Chen Cuello
JAN 11, 2023
icon
8 min read
Ingest data using Rivery

The Rise of Data Mesh

Data mesh has been gaining popularity among large organizations that know the value of their data but realize that gleaning that data is not as easy as pooling it into one data lake and hiring experts to handle it. An Accenture study found only 32% of firms achieved tangible and measurable value based on their data analytics investments. Gartner estimates that poor data quality is costing companies an average of $12.9 million annually.

Data mesh is primarily a change in the responsibility for provisioning data throughout the organization. Rather than having one centralized data team that handles data storage, analytics, and reporting, different teams throughout the organization take on the responsibility of provisioning data assets, similar to how they might provide services through APIs. By moving the responsibility to the departments, the data mesh architecture lets the real domain experts provide data they consider to be reliable and useful. 

For example, the customer support team would be responsible for the provision of data services regarding the number of complaints for each product the company offers. The data about customer complaints would be used by the manufacturing and product development departments. The manufacturing department might want to use this data in combination with data about the components and component providers to find out if there is a common supplier for the products with a high volume of complaints.

The product team might use this data in combination with location data and marketing funnels to find out if the product is being marketed in a way that sets up unrealistic expectations. In this case, one set of data is being used in different combinations by different recipients. When the customer support team is cognizant of how the data is used, they can provide a better service.

For product developers, it’s easy to understand the correlation between suppliers and the defects in a product line, but a centralized data team would have to identify the problem, learn about how each department works, and then perform the data analysis. Furthermore, a data team might spend more time figuring out which source of data is most reliable, whereas the customer support team knows exactly how to relate to the data they’ve managed themselves. 
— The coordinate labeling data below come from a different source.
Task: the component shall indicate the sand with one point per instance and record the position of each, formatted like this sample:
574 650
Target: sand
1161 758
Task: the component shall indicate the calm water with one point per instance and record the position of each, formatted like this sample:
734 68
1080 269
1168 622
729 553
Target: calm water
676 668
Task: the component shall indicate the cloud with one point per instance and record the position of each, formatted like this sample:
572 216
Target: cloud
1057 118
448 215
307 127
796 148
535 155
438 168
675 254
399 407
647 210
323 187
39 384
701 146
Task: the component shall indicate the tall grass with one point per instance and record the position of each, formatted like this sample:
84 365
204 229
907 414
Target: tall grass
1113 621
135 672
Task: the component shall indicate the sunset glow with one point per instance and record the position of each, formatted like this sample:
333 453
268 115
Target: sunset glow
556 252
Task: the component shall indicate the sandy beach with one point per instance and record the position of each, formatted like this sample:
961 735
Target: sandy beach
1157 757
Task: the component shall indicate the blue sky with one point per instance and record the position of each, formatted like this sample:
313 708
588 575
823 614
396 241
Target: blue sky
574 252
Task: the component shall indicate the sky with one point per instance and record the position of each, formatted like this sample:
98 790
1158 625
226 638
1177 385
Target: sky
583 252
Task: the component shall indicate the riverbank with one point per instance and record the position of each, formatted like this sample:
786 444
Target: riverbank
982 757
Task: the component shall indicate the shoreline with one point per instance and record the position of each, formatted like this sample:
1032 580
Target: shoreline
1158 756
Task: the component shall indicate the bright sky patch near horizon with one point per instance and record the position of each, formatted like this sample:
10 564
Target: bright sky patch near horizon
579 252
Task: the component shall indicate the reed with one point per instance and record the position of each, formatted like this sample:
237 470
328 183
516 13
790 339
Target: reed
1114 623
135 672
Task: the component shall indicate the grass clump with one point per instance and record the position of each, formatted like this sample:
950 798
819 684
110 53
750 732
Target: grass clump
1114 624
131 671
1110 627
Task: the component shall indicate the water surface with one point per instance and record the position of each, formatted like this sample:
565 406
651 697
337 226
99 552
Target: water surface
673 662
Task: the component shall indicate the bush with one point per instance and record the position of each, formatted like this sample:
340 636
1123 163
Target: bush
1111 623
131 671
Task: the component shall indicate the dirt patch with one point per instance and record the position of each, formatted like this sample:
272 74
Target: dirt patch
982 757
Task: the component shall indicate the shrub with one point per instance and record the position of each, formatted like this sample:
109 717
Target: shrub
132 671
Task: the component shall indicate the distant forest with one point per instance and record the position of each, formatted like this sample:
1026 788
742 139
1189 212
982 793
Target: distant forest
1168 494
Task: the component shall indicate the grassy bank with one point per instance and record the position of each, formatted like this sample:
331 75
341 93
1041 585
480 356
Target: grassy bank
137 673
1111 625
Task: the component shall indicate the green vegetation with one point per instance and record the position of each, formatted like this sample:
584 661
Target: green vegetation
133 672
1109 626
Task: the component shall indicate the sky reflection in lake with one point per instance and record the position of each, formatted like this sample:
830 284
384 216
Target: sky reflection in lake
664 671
Why Companies Are Moving from Data Lake to Data Mesh?

Data mesh architecture is the latest in decentralized approaches to enterprise software infrastructure. Just as companies are migrating to microservices for their software deployment, moving to a data mesh offers potential benefits of decentralization. 

The centralized model of a data lake puts tremendous levels of responsibility on a single team of data engineers and professionals. In this approach, a centralized data team looks at the company’s KPIs and challenges and creates data structures that will collect data required to impact the company’s key performance metrics. 
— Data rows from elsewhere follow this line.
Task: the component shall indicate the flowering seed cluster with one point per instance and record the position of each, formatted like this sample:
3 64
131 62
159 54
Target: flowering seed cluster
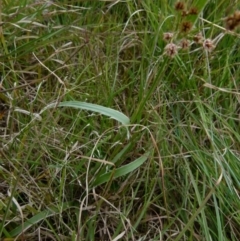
185 27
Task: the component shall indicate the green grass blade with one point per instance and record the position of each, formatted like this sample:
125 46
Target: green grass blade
36 219
121 171
114 114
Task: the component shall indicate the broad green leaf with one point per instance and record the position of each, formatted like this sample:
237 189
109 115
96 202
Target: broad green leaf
114 114
36 219
121 171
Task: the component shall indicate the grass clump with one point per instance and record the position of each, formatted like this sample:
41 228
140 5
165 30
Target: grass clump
119 120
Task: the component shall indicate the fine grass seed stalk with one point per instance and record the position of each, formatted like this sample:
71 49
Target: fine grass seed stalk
119 120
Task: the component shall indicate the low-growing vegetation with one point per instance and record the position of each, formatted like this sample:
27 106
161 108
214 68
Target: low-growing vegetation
119 120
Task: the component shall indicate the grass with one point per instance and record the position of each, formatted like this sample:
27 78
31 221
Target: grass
111 132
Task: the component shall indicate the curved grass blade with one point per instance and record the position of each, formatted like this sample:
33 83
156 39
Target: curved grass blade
121 171
36 219
114 114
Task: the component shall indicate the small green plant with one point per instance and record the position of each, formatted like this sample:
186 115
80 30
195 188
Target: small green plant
119 120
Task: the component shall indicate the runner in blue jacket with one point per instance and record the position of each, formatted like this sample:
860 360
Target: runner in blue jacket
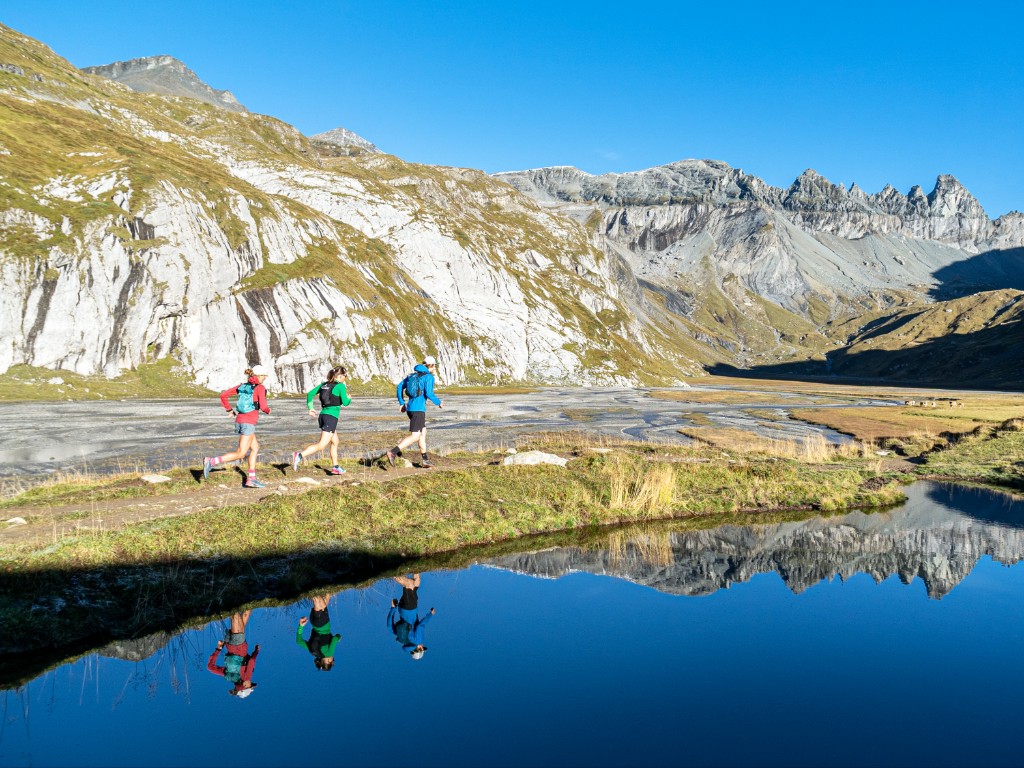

While this can succeed, it requires that the data engineers also become experts in various areas of the company’s operations. Furthermore, there’s the issue of waste. Much data is outdated, of poor quality, or simply not relevant to the actual business needs. Considering that data needs to be extracted, transformed, and stored in a data lake (or even a dedicated data warehouse on top of it) just to realize later that this data isn’t useful, means a large amount of wasted data cleansing as well as wasted space for storage of that data.

The bottom line is that companies have invested a tremendous amount of resources into data lakes, and in most cases, it simply hasn’t paid off. Zhamak Dehghani, who coined the term data mesh, goes through the logic behind the movement towards the data mesh in her 2019 article outlining its components.

Tooling Implications: Core Principles of a Data Mesh

Data mesh includes four pillars: domain ownership, data as a product, self-service data infrastructure platform, and federated governance. Each one of these pillars has implications for the tooling that organizations need to consider when moving to a data mesh.

Decentralized Ownership: Domain-Owned

In a data mesh, each data product is owned by the business unit that produces that data. 

Companies moving to a data mesh architecture will need to determine what is meant by a domain. While a domain could be any business unit or group, to maintain a data mesh, each business unit needs to have specific personnel tasked with creating and maintaining the data products, as well as answering the needs of the other business units. 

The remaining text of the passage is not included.